It’s business time.

It’s business time.

Can’t be sure, but I think I was on the radio this week. Even more implausibly, on a business programme.

I know. You don’t need to say it.

Of course, Brian Harries, on the very good-hearted local station Hope FM, had no idea who I was or what my credentials as a businessman were likely to be, as I perched opposite him in the sumptuous Romanesque marble-and-drapes surroundings of Studio 1 in the roof of the YMCA in Bournemouth. And after explaining it to him on air for a bit, I’m not sure he was any the wiser.

But he did kindly let me attempt to be funny for the shameless majority of an hour on his lunchtime programme, on Tuesday. You know, in that way of mine that would get you sighing: “Ah, Mo…” with a little empty look of pity, before you go get on with some real work. You know the way. You do.

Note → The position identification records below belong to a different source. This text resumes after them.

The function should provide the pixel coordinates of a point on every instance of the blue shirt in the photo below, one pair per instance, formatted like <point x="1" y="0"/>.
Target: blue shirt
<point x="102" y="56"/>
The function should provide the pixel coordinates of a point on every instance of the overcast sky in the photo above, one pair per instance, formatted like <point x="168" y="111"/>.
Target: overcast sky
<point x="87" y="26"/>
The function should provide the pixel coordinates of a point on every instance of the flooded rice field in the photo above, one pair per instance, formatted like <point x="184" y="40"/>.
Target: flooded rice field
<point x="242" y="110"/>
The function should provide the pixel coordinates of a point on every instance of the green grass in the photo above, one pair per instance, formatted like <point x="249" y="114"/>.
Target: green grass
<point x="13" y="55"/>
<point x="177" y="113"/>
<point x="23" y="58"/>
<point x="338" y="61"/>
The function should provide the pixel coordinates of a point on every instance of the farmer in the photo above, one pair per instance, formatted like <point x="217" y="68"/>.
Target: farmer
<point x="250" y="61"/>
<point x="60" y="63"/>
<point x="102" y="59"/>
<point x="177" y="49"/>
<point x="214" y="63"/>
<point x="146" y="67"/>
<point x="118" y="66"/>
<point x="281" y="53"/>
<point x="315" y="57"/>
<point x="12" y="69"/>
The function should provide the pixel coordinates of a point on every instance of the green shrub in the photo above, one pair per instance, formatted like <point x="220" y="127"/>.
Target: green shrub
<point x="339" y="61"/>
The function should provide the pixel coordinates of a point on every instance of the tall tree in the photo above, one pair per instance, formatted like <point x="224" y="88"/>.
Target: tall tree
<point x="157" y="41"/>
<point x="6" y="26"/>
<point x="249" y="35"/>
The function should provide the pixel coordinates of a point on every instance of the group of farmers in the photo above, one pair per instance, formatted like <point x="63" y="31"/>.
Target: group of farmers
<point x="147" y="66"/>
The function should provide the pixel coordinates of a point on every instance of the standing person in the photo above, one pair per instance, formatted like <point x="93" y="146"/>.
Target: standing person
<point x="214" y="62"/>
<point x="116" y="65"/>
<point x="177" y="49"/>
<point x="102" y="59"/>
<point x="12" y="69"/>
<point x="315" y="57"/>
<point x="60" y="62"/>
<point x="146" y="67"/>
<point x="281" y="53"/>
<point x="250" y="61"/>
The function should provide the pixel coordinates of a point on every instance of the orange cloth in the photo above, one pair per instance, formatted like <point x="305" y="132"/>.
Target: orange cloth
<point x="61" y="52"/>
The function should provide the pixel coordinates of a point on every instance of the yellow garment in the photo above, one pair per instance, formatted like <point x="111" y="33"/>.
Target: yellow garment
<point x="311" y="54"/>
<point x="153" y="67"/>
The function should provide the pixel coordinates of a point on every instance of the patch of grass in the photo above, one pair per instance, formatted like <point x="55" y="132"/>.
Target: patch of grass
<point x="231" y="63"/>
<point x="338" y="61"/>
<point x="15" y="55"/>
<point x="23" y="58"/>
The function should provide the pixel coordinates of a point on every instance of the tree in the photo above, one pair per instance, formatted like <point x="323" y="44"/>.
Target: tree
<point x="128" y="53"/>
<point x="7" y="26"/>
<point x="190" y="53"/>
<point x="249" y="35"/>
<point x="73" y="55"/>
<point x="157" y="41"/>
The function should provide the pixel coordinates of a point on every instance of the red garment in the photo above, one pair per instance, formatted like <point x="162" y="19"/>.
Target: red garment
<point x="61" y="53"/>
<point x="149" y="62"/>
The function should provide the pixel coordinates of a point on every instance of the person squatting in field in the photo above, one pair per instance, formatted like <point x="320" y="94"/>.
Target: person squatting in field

Brian firstly introduced me as his long-lost twin.

“So, explain it to me, Timo,” he then said, looking be squarely and beardedly in the the eye, “how does your business survive?”

Now, a lesser man in my position would have frozen like a severely under-RAMed PC being asked to suddenly process a high definition broadcast-quality final render of an entire Pixar movie. Not me.

I simply said cooly: “Some creatives feel that it’s good to specialise and get really good at something. That’s not me.” And looked him straight back in the eye like this made sense. Holding in the strong urge to additionally blurt out: “Titting about on the radio like this doesn’t help me knuckle down any, mind.”

What a pro.

Despite this, Brian was generous in his warmth and welcome of my particular brand of unrehearsed ‘personality’. And he described Momo’s music as “stupendous”, which I politely asked the work experience lass, Paige, to write down somewhere obvious.

So thanks to Brian and the Hope FM crew for inviting me on and not throwing me straight off, and to Suzy at Strawberry Fields for once again being my schedule’s personal Shuffle function.

As I posted on the Business Show FB wall later, don’t let Brian Harries’ wan elfen translucency fool you, he is not so easily upstaged.

Listening as I type to Annie Mac on Radio 1, I don’t know why I ever imagined that Momo would make more sense on a popular urban electro dance music show. Really.